Now this struck me as the bestest idea that anyone had ever had, ever.
Luckily, we knew people who had access to diggers, people who could plumb, and people who could tile. We researched pools and their innermost workings, heating, planning permission and all sorts of things. even got a leaflet from our local builders' warehouse called something like 'So, you're building a pool?'
It explained in detail what a completely ridiculous undertaking it was, there are surveys that need doing, all sorts of rules about how far away it has to be from someone else's land and special insurance and subsidence issues to concider and everything. But, every time we hit a snag, we just thought about young ladies in bikinis plunging in and out of our rear entertainment area.
One of the things it did suggest that you do before you got too excited about the whole thing was to contact your local services companies (Gas, Water, Electricity, Phone, etc.) and make sure that there weren't any buried cables / pipes where you wanted to dig a big hole.
SMick grabbed the Yellow Pages and I got a notepad and the phone - One by one, he would find the 'Customer Enquiries' number and I would call it. The calls were all pretty much of a muchness:
- I'd explain that we were thinking of putting in a pool.

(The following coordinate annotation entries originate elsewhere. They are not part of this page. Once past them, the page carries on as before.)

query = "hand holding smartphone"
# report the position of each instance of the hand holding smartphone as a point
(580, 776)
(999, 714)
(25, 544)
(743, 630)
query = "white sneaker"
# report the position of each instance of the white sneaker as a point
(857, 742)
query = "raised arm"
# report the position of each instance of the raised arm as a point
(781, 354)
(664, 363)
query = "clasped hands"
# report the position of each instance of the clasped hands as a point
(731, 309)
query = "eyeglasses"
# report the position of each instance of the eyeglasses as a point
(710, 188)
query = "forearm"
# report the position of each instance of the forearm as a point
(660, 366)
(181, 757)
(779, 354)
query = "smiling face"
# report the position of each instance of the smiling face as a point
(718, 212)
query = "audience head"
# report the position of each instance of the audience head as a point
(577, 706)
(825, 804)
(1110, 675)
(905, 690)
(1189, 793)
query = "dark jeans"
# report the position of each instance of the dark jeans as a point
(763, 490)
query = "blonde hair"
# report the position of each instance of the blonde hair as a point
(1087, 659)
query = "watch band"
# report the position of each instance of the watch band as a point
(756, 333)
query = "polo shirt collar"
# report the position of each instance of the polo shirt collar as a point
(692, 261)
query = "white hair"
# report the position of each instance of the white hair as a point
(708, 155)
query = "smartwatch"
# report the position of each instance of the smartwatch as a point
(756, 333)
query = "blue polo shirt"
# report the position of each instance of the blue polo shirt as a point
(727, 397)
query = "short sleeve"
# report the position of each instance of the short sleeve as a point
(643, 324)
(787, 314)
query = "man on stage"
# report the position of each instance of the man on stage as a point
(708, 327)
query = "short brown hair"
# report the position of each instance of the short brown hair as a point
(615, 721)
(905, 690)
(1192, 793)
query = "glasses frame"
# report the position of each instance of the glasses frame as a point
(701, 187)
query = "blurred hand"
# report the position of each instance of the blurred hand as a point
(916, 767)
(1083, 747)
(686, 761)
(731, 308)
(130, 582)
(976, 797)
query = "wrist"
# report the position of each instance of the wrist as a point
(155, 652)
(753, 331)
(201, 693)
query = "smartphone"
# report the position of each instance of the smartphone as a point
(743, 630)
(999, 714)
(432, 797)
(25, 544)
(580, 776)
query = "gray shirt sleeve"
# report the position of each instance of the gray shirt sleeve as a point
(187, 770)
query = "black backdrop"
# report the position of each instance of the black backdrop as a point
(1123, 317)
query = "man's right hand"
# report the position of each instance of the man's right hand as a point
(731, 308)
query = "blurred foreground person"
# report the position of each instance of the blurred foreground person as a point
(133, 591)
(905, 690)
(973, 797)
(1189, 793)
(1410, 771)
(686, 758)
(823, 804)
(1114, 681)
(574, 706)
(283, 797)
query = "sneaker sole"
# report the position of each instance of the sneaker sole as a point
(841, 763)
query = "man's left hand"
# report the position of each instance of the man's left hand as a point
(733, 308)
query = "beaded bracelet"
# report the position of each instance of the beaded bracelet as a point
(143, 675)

- The person on the end of the phone would say that they wished thay could afford a pool.
- I'd say that they could come and have a go if we ever got it finished.
- There'd be some half-hearted laughter.
- I'd say that I needed to check that there wasn't anything of theirs that we might accidentally dig up.
- Then they'd either put me through to someone who had the records, or say that they were going to send someone out to check.
- Then SMick would call out the next number, he didn't bother saying who it was of course, but the person who picked up the phone usually said "Hello British Gas." or, "Good Morning, Severn-Trent Water."
So, imagine my confusion when a nice lady just answered the phone with "Hello?"
I looked at SMick, who had slammed the phone directory closed and just shrugged at me. I shook my head and launched into my spiel.
"Oh, Hi! Erm... I'm thinking of putting a swimming pool into my back garden and just thought I'd check that there's nothing of yours buried in my garden that I might accidentally dig up. Would you be able to tell me over the phone, or would you have to send someone out?"
There was a pause from the other end of the phone, then she said, "You're asking me if there's anything of ours buried in your garden?"
"Yeah, wouldn't want to get a shock if I accidentally dug it up."
"No, I suppose not. Who do you think you've called?'
"Erm..." I looked at SMick again, his face had gone a little red and he was trying not to laugh. He just shook his head and turned his back on me. I picked a name at random, assuming that he'd just given me the same number twice, 'British Telecom?'
"No, not exactly. This is the Derbyshire Royal Infirmary, is this a wrong number, or should I put you through to the mortuary just in case?'
I apologised and slammed the phone down, then picked it up again and threw it at SMick, which, on the whole would have been a lot more effective if it had been a cordless phone.
We never did dig that pool... And I can imagine that not many of you are in the least bit surprised.